– Эй, малый, где ты ходил? Бочка уж наполовину пустая, – Сережа молча взял ведро и пошел с ним к дальнему колодцу.
Пустое ведро гремело, полное наваливалось на плечо, желтое солнце светило то справа, то слева. Сережа сделал пять ходок, и с каждой ходкой желтый день все убывал.
– Сядь, передохни, – сказала Сереже какая-то женщина, потом пригляделась и спросила удивленно: – Разве тебе сюда наряд выписали? Санька, ты где? Эй, Санька!
Из-под кустов, из прохлады появился, посмеиваясь, парень года на три старше Сережи, блеснул в сторону Сережи глазами, свистнул, плюнул и, взяв ведро, неторопливо поплелся к колодцу.
Впрочем, для Сережи и пяти ходок вполне хватило, чтоб осуществить свой замысел по преодолению желтого дня. С непривычки и от излишнего усердия он едва передвигал ногами и от хлебных полей шел к мосту вдвое дольше, чем от моста к хлебным полям.
Так минул желтый день и наступил последний, зеленый, ибо Сережа решил провести его в огородах и садах, среди поросших густой травой пригородных лугов. Этот зеленый день был не так зноен и не так изнуряющ, время от времени свежий ветерок шелестел в кустарнике и чувствовалась близость реки, которая мелькала то там, то здесь сквозь поредевшие кусты. Сережа присел на траву, с удовольствием вытянул ноги. Было приятно так лежать – казалось, возвращается покой первого голубого дня на Бобровом прудике, – только ныло, болело натруженное вчера правое плечо. Он лег поудобней, плечо стало ныть слабей, но тут, нарушая покой, запел вдруг недалекий волнующий женский голос. Поначалу это казалось песней, однако затем в звуке ее голоса почувствовалось нечто иное, возбуждающее – тоска ли, радость ли, понять было нельзя, – и звук был однообразный, меняющий лишь тембр и высоту, то болезненный, то ликующий, то шепотом, то возрастая, поднимаясь, звеня, и опять тише, точно звал на помощь: «А-а-а… О-о-о…»

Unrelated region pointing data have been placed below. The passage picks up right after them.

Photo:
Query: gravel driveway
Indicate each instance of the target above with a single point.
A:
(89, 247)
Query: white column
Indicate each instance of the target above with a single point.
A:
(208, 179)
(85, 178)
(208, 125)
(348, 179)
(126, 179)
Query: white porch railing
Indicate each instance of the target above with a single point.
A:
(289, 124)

Сережа приподнялся, стал на колени и, угадав направление, откуда исходил звук, осторожно раздвинул кусты. Метрах в пяти от него Кашонок лежал на женщине. Сережа видел его большие шершавые ступни, из которых коряво росли пальцы, и ее маленькие розовые ступни, из которых росли аккуратненькие маленькие пальчики. Сережа смотрел застывшими, оцепенелыми глазами на эти вперемешку лежащие, спутанные куски тел: мускулистые загорелые икры, белую руку, украшенную браслетами, широкую загорелую спину, оканчивающуюся белизной в форме плавок на округлостях, и под этими округлостями Кашонка мелькало как бы вывернутое наизнанку мокрое, красное мясо. У Сережи от подступившего отвращения стянуло живот, но зрачки его были словно припаяны, и он не мог отвести взгляд от этих перепутавшихся кусков мужского и женского, а особенно от мокрой красной мясистой раны.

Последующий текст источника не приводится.